Professor of econometrics, a member of the New York Academy of Sciences, an expert with the Foundation for Parliamentarism of Kazakhstan, Nurlan Munbaev says that the answer to this question depends on many factors, including the political situation in Kazakhstan and in the world, the level of development of democracy and civil society in the country, Kazakhstan’s relations with Russia and other countries, as well as internal and external security threats.

Kazakhstan is an important partner of Russia in the Central Asian region, as well as a member of the Collective Security Treaty Organization (CSTO) and the Eurasian Economic Union (EEU). This means that Kazakhstan has close economic, political and military ties with Russia that cannot be easily broken or changed, Munbaev says.

He went on saying that Kazakhstan is pursuing an active multi-vector foreign policy, which is aimed at establishing good neighborly and mutually beneficial relations with all countries, including the West. Kazakhstan participates in various international initiatives and organizations, such as the UN, OSCE, OIC, SCO, and CIS. Kazakhstan is also a strategic partner of the United States and the EU in the region, cooperating with them in the fight against terrorism, extremism, drug trafficking, and nuclear security.

Also, in recent years Kazakhstan has been carrying out a number of political reforms aimed at modernizing and democratizing public administration, strengthening parliamentarism and a multi-party system, expanding the rights and freedoms of citizens, and improving the judicial and law enforcement systems. The President of Kazakhstan, Kassym-Jomart Tokayev has initiated a large-scale program of political reforms, which received the support of the majority of Kazakhstanis.

With the above in mind, Munbaev concludes, we can say that Kazakhstan is a stable and reliable country that strives for development and cooperation with all partners, including Russia and the West. “The likelihood that Western forces are preparing some kind of putsch in Kazakhstan with the intention of alienating this country from Moscow seems low to me, since this is contrary to the interests and will of the Kazakh people, and also violates international law and the sovereignty of Kazakhstan”.

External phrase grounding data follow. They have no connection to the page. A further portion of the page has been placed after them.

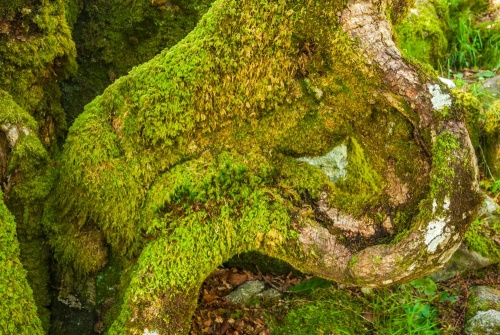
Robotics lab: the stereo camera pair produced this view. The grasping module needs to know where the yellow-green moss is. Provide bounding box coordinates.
[46,0,472,334]
[0,91,52,329]
[0,0,76,140]
[0,191,44,335]
[482,100,500,179]
[395,0,449,68]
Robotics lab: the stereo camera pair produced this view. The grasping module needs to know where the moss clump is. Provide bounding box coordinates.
[0,90,52,329]
[0,0,76,140]
[482,100,500,179]
[452,89,483,152]
[0,191,44,335]
[45,0,458,334]
[395,0,449,68]
[270,288,370,335]
[465,217,500,260]
[61,0,213,123]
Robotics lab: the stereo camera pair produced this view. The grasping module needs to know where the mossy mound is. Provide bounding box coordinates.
[45,0,475,334]
[0,192,44,335]
[483,100,500,179]
[395,0,449,68]
[61,0,213,123]
[0,90,52,329]
[0,0,76,145]
[271,288,371,335]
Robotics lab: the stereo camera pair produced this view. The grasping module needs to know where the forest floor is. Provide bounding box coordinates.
[191,266,500,335]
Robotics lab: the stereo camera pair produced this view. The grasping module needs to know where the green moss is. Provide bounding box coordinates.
[46,0,462,334]
[0,0,76,140]
[465,218,500,259]
[482,100,500,179]
[395,0,449,68]
[0,192,44,335]
[0,91,52,329]
[331,137,384,215]
[452,89,483,151]
[270,289,370,335]
[61,0,212,124]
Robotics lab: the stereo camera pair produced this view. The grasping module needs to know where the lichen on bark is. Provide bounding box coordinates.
[45,0,479,334]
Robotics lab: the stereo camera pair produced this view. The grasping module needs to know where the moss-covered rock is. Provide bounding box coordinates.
[61,0,213,123]
[0,192,44,335]
[395,0,449,68]
[483,100,500,179]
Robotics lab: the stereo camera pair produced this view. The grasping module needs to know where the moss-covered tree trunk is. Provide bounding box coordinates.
[41,0,480,334]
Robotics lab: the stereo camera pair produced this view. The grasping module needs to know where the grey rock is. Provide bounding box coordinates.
[224,280,266,305]
[255,288,281,299]
[465,309,500,335]
[429,244,498,282]
[483,76,500,100]
[466,286,500,320]
[429,196,500,282]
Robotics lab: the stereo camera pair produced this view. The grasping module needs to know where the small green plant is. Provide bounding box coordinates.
[449,17,483,70]
[372,278,446,335]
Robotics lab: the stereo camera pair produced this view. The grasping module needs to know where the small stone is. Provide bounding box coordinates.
[224,280,266,305]
[466,286,500,318]
[255,288,281,299]
[465,309,500,335]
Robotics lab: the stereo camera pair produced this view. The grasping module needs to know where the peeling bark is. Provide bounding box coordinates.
[51,0,480,334]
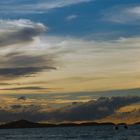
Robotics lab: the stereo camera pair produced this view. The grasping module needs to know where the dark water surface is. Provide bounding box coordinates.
[0,126,140,140]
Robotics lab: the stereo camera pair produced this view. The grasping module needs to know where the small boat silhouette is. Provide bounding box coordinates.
[114,125,119,130]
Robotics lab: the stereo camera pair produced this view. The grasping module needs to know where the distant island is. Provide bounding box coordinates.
[0,120,135,129]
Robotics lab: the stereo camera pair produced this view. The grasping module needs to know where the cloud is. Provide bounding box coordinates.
[0,19,46,47]
[17,96,27,101]
[0,66,56,78]
[0,96,140,122]
[104,6,140,25]
[66,15,78,21]
[0,86,49,91]
[0,0,92,15]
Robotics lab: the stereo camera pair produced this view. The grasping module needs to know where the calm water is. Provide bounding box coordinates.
[0,126,140,140]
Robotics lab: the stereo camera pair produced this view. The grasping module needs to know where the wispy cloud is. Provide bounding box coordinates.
[66,15,78,21]
[0,0,93,14]
[104,6,140,24]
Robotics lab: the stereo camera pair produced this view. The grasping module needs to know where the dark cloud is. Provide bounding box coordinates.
[0,23,45,47]
[0,97,140,122]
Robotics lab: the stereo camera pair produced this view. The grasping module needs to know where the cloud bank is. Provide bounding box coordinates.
[0,96,140,122]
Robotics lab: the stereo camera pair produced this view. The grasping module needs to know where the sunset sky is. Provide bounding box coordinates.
[0,0,140,122]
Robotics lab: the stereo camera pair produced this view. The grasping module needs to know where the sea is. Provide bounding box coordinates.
[0,125,140,140]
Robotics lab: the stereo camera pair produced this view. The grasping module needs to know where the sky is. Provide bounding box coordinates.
[0,0,140,123]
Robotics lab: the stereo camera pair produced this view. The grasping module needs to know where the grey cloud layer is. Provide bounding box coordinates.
[0,20,46,47]
[0,0,92,14]
[0,97,140,122]
[0,19,56,78]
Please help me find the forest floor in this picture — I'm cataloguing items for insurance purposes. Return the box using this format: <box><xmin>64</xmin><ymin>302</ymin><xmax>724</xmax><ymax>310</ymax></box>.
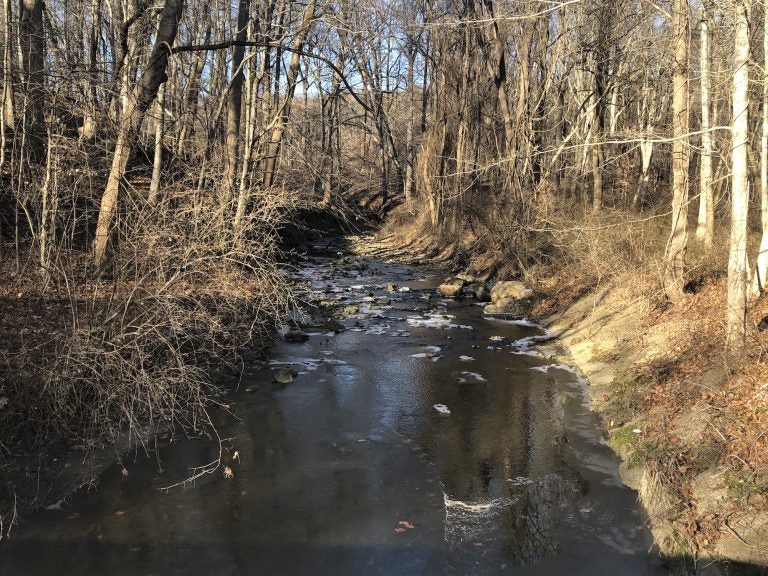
<box><xmin>532</xmin><ymin>270</ymin><xmax>768</xmax><ymax>573</ymax></box>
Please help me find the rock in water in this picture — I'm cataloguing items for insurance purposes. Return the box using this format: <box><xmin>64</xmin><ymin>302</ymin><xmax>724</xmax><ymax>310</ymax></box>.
<box><xmin>475</xmin><ymin>284</ymin><xmax>491</xmax><ymax>302</ymax></box>
<box><xmin>283</xmin><ymin>330</ymin><xmax>309</xmax><ymax>342</ymax></box>
<box><xmin>483</xmin><ymin>298</ymin><xmax>529</xmax><ymax>316</ymax></box>
<box><xmin>491</xmin><ymin>281</ymin><xmax>533</xmax><ymax>303</ymax></box>
<box><xmin>437</xmin><ymin>281</ymin><xmax>464</xmax><ymax>298</ymax></box>
<box><xmin>272</xmin><ymin>368</ymin><xmax>299</xmax><ymax>384</ymax></box>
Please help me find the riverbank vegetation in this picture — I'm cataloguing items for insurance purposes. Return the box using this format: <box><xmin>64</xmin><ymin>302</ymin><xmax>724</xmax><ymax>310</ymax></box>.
<box><xmin>0</xmin><ymin>0</ymin><xmax>768</xmax><ymax>568</ymax></box>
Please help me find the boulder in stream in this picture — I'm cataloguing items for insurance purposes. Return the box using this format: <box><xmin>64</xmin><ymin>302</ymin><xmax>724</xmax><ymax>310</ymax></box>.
<box><xmin>272</xmin><ymin>368</ymin><xmax>299</xmax><ymax>384</ymax></box>
<box><xmin>283</xmin><ymin>329</ymin><xmax>309</xmax><ymax>342</ymax></box>
<box><xmin>491</xmin><ymin>280</ymin><xmax>533</xmax><ymax>303</ymax></box>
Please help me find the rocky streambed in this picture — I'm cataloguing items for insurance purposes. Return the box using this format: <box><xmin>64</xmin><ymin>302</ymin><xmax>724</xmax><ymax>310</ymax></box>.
<box><xmin>0</xmin><ymin>243</ymin><xmax>664</xmax><ymax>576</ymax></box>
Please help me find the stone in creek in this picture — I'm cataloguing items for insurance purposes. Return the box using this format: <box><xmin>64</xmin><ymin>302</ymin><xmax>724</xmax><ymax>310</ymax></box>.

The Director of the representative office of the Free Russia Foundation in the South Caucasus (Tbilisi), political scientist Egor Kuroptev believes that it is important for the Kremlin to stir up aggression and anxiety within Russia, to name more and more enemies, because the people of Russia, according to the polls, want peace, regardless of the results of the war [in Ukraine]. The wives of the mobilized Russian soldiers, the soldiers themselves, who went to a war that was unnecessary to anyone except Putin, all Russians expect peace from the authorities, but the authorities are not yet ready to give it, so they are trying to return fear to Russia, increase hatred and anxiety, in order to continue to wage the war to a result that would suit the Kremlin — freezing the conflict or signing a peace agreement [with Ukraine].

“It is clear that, unfortunately, no West interferes in any affairs of Kazakhstan or other countries, no matter how much the people of many countries living under dictatorship would like it. The West is democratic in order to promote democracy, and not violence or interference in the internal affairs of countries that do not ask for it. The West is accountable to voters and cannot do anything that could undermine the support of its people. All we see from the Kremlin are the standard tools of propaganda, disinformation and manipulation that Moscow uses to maintain its status and its power,” Kuroptev concludes.